Former regulator Magda Chambriard took over as chief executive of the oil giant on Friday, after left-wing President Luiz Inacio Lula da Silva sacked her predecessor.
In her first press conference, the 66-year-old said exploring “new frontiers” was key to the company’s survival, touching on an issue which has divided the Lula administration and infuriated environmentalists.
“This company’s exploratory effort … has to be accelerated,” she said.
“The focus is ensuring that Petrobras’ oil assets continue to grow. This means it is essential to continue exploring oil off the Brazilian coast. This includes the Equatorial Margin and the Amapa coast,” she said.
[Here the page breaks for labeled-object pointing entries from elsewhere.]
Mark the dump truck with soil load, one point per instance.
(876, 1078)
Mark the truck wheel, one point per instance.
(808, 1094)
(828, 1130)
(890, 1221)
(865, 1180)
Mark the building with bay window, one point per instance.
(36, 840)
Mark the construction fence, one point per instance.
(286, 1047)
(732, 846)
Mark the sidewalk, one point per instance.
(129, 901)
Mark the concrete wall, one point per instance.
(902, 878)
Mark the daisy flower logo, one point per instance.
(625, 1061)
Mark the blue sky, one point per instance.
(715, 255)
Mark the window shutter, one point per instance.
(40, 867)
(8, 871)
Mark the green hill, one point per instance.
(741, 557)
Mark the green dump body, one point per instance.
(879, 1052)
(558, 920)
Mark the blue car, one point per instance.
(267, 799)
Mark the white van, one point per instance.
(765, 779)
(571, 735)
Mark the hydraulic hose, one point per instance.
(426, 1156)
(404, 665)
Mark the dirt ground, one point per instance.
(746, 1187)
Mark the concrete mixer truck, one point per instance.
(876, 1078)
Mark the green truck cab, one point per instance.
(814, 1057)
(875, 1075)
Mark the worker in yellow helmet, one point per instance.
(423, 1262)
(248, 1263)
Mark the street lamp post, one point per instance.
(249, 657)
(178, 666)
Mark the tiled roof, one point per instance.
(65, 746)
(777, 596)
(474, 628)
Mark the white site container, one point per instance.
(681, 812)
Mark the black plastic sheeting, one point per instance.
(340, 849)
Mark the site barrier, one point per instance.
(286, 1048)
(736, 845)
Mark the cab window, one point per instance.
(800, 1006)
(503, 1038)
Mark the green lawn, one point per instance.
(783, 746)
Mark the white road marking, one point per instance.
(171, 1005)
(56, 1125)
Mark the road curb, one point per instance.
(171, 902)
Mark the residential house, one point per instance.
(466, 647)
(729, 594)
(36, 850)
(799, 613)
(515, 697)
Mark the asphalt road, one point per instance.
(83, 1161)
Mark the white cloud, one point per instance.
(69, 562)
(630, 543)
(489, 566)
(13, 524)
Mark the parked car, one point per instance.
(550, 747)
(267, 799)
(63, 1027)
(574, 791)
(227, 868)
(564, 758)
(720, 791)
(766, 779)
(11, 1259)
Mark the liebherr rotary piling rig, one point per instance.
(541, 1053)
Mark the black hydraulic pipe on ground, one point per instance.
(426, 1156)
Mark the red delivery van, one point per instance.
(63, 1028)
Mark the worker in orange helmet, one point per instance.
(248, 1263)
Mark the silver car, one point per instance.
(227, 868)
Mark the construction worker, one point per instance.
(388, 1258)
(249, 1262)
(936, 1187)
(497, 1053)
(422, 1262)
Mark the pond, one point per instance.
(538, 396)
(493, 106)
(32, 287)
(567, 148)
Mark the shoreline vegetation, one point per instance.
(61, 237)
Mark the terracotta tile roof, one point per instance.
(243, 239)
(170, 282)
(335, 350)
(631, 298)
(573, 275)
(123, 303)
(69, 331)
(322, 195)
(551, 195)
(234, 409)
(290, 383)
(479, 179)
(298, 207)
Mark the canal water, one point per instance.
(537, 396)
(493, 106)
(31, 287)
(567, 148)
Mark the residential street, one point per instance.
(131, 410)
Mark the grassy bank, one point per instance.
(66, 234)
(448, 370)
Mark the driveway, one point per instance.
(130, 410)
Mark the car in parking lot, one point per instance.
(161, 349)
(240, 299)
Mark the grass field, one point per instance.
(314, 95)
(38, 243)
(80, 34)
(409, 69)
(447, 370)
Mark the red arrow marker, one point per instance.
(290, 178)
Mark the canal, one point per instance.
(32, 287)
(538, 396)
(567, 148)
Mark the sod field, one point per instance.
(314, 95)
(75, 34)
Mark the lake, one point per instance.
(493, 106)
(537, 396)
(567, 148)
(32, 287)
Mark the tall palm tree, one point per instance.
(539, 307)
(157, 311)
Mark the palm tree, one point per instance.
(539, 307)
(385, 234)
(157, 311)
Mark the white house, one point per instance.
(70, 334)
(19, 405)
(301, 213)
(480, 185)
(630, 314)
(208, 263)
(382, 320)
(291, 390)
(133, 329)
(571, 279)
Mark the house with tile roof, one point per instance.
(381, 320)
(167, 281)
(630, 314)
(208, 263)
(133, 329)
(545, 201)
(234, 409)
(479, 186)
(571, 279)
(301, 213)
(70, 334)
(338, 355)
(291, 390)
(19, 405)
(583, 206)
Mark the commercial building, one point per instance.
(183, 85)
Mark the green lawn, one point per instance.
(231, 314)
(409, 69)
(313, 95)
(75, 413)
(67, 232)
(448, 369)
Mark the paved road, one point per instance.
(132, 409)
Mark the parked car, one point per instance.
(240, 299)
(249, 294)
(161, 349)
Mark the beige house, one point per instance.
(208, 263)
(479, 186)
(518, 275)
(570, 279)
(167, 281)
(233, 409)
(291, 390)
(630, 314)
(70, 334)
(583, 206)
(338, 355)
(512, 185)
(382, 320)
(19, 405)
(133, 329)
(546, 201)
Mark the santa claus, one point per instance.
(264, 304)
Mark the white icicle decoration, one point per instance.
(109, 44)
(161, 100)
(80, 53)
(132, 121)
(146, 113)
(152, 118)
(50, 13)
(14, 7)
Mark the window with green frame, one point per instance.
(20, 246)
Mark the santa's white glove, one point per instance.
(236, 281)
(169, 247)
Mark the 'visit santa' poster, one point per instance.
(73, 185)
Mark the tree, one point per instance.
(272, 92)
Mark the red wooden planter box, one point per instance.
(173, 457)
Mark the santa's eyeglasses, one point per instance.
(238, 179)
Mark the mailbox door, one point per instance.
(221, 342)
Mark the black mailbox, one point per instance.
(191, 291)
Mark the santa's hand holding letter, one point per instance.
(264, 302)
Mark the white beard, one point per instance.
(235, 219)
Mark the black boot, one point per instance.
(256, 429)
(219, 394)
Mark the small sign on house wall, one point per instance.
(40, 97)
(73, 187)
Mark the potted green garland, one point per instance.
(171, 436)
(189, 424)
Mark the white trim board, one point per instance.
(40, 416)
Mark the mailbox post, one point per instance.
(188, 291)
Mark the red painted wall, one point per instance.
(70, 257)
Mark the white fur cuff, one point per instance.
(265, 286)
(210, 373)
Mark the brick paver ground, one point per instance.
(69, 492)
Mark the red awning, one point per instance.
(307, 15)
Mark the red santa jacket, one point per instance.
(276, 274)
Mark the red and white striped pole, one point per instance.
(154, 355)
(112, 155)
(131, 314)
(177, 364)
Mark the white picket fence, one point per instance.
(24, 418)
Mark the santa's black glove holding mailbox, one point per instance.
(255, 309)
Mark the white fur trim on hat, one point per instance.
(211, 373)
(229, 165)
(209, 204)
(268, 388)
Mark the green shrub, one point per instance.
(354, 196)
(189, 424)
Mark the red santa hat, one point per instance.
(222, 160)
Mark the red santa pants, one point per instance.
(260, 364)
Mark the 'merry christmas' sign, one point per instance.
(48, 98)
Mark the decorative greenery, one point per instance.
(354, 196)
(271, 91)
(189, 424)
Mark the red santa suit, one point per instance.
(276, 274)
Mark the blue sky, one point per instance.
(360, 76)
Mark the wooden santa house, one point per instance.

The Equatorial Margin is a basin near the mouth of the Amazon River, that is considered Brazil’s most promising frontier for oil exploration, with studies suggesting it holds massive crude deposits.
It lies near regions in Guyana, French Guiana and Suriname that have recently made major oil discoveries.
However, environmentalists warn of potentially devastating impacts on the ecologically sensitive region.
The project has triggered a battle within the Lula administration and the environmental protection agency, IBAMA, denied Petrobras an exploration license in May last year.
Environmental groups have long opposed crude oil exploration projects in the area where the Amazon meets the Atlantic Ocean, warning that it could pose risks to a freshwater barrier reef discovered there in 2016.
Chambriard said the energy ministry of the world’s seventh-largest oil producing country “would love to drill” in this area.
“We need to have authorization to explore. We will have to talk to the Ministry of the Environment and show what Petrobras is offering in terms of environmental care, much more than what the law demands,” said Chambriard.
She said the deepwater deposits that Brazil has been exploiting for the past 15 years would reach their peak in 2030.
“We have to be careful with reserves, and imports are out of the question,” she said.
Chambriard was appointed after her predecessor Jean Paul Prates was sacked earlier this month following a spat between Petrobras and shareholders over dividend payments.
She is the sixth CEO of the company in under three years, after a turbulent period that included a major corruption scandal in the 2010s.